The U.S. Department of Energy (DOE) will award a fourth project up to $1.8 million under the MEGA-BIO: Bioproducts to Enable Biofuels Funding Opportunity. In August 2016, DOE's Bioenergy Technologies Office (BETO) selected three projects for an initial round of funding. (Earlier post.) The total funding for the four MEGA-BIO awards is $13.1 million.

DOE selected Michigan State University to manage the fourth project, which will work in partnership with the University of Wisconsin–Madison and MBI International to optimize a two-stage process for deconstruction of biomass into two clean intermediate streams: sugars for the production of bio-hydrocarbon fuels and lignins for the production of multiple value-added chemicals.

Lignin can be utilized as a renewable source for creating valuable aromatic chemicals, which have various industrial applications and can be used as the building blocks for fragrances, flavors, and novel bio-based foams and adhesives.

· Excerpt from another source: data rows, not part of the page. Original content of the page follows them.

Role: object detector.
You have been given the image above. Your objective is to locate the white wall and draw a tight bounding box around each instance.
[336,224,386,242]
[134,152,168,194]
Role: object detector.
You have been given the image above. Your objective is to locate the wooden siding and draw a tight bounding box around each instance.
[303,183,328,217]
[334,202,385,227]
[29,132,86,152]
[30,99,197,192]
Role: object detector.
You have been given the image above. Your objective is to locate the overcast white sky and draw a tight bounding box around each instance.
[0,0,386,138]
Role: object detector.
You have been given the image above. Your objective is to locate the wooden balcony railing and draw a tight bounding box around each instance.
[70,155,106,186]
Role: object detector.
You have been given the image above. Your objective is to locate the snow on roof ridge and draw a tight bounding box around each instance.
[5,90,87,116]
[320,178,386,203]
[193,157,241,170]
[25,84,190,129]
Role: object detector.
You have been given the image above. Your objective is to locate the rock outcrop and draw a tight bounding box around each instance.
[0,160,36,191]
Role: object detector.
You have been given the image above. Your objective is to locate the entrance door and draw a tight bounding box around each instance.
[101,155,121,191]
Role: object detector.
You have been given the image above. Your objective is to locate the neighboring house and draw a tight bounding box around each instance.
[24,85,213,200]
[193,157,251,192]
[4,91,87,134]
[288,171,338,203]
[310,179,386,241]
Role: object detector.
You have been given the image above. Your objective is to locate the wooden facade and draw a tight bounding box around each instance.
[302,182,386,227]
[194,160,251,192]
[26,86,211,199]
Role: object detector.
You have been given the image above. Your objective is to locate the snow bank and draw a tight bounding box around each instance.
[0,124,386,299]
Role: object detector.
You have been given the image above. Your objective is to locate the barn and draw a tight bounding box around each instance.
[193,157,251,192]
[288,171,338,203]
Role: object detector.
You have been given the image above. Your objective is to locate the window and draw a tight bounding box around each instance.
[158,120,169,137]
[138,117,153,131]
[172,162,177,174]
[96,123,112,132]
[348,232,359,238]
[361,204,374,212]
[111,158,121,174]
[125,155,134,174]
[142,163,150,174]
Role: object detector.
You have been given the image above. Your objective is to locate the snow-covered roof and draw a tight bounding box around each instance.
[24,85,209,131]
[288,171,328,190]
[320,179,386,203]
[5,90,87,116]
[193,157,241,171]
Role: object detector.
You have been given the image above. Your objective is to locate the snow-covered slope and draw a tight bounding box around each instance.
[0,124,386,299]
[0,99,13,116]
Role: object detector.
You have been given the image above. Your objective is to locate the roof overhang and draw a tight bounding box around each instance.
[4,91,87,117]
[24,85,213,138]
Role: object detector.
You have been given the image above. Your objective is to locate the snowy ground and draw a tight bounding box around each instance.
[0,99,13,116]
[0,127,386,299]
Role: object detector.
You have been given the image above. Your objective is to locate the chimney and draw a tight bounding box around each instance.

The project will work to overcome several existing challenges, such as lignin’s low susceptibility to depolymerization, to help capture its full potential as an economically viable feedstock for renewable chemicals.

All four projects are supporting the development of biomass-to-hydrocarbon biofuels conversion pathways that can produce variable amounts of fuels and/or products based on external factors, such as market demand.

Producing high-value bioproducts alongside cost-competitive biofuels has the potential to support a positive return on investment for a biorefinery through converting biomass to where it is most impactful. Producing value-added co-products is an approach to achieving DOE’s strategic goal of producing hydrocarbon fuels at $3/gasoline gallon equivalent.